-
Notifications
You must be signed in to change notification settings - Fork 381
New issue
Have a question about this project? Sign up for a free GitHub account to open an issue and contact its maintainers and the community.
By clicking “Sign up for GitHub”, you agree to our terms of service and privacy statement. We’ll occasionally send you account related emails.
Already on GitHub? Sign in to your account
Increase delay buffer estimate for the ECO flow #1019
Increase delay buffer estimate for the ECO flow #1019
Conversation
When working out how many delay buffers to insert, the ECO flow uses a very small hard coded value (0.06ns). At the tt corner, a better estimate is around 0.5ns. This means we heavily over fix hold violations, and quite possibly cause setup violations. Setting a more realistic estimate for the buffer delay should have no downsides. Since the ECO flow is iterative, any hold path that is not completely fixed will be fixed in subsequent iterations. This value (and the name of the buffer to use) should really end up in the open_pdks config.tcl.
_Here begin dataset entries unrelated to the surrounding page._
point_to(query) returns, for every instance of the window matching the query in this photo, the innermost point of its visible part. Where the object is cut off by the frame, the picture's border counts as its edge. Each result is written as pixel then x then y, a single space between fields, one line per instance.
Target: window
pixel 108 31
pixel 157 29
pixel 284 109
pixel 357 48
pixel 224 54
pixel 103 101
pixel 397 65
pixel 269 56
@antonblanchard FO1 delay at TT is ~40ps? adding 500ps per buffer might be too high? |
@donn @antonblanchard The best way to do this I think is to set a variable in a config file that overwrites the default one. |
Why not use the actual delay of the cell being inserted? |
This would be best, especially since the timing reports are multi-corner. Then the delay could be calculated based on the .lib being used for signoff. |
I agree with @mithro and @msaligane, getting the actual delay would be best.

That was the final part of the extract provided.